New Wine Trust
- Founded: 1989
- Founder: David Pytches
- Type: New Wine Trust is a registered charity no. 1084415 and a company limited by guarantee, governed by a memorandum and articles of association.
- Location: Ealing, London;
- Origins: St Andrew's Church, Chorleywood, Hertfordshire
- Region served: Worldwide
- Method: Summer conferences, Leadership and Network events, and Overseas activities
- Key people: Paul Langham (Chair of Trustees) Rich Johnson (National Leader)
- Revenue: £4,022,000 (2024)
- Employees: 20
- Volunteers: 5000 (during Summer Conference)
- Website: new-wine.org

= New Wine =

English Evangelical organisation

New Wine is a not-for-profit Christian charismatic evangelical organisation based in England, United Kingdom. It equips Christian churches and leaders in spiritual renewal, worship and church planting.

==Overview==
The purpose of New Wine is "local churches changing nations".

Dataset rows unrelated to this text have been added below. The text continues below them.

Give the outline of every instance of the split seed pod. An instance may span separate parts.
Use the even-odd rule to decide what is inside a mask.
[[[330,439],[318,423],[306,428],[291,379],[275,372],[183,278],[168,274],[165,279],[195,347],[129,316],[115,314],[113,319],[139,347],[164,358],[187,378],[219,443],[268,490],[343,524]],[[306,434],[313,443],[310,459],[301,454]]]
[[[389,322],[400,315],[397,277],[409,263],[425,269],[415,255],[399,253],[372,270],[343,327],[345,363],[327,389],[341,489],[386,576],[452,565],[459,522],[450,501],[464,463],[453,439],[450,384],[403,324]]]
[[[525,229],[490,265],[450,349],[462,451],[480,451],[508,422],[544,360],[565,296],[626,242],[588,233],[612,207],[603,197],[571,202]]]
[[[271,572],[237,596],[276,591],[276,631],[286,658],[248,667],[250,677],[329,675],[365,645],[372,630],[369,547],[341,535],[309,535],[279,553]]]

New Wine operates in England and multiple other nations worldwide.

Rev Rich Johnson is the National Leader. Rev Paul Langham is the Chair of Trustees.

The organisation is based at 4a Ridley Avenue, London W13.

==History==
New Wine was set up by the former Bishop of the then-diocese of Chile, Bolivia and Peru, David Pytches, in 1989. Pytches was heavily influenced by the founder of the Vineyard Church, John Wimber, who had held a number of conferences through the 1980s, leading to increased interest in the charismatic movement in the United Kingdom.

== Summer conferences==
The first New Wine Christian Conference was held in 1989 at the Royal Bath and West Showground, Somerset, and attracted nearly 2,500 people. The event now attracts more than 14,000 people per year.

In 1993 a separate conference, called Soul Survivor, aimed at teenagers and young adults was established by the evangelist Mike Pilavachi, which ran until 2019.

The conference has attracted a number of speakers prominent within the evangelical movement in the United Kingdom and the United States, including Baroness Caroline Cox, Jackie Pullinger, J.John, Heidi Baker, Bill Johnson, Francis Chan, Ken Costa and Brother Yun.

==Associated Organisations==
New Wine Ireland is based in Belfast. It states its purpose as "working together to change the island of Ireland through a network of church leaders, our summer conference and training events."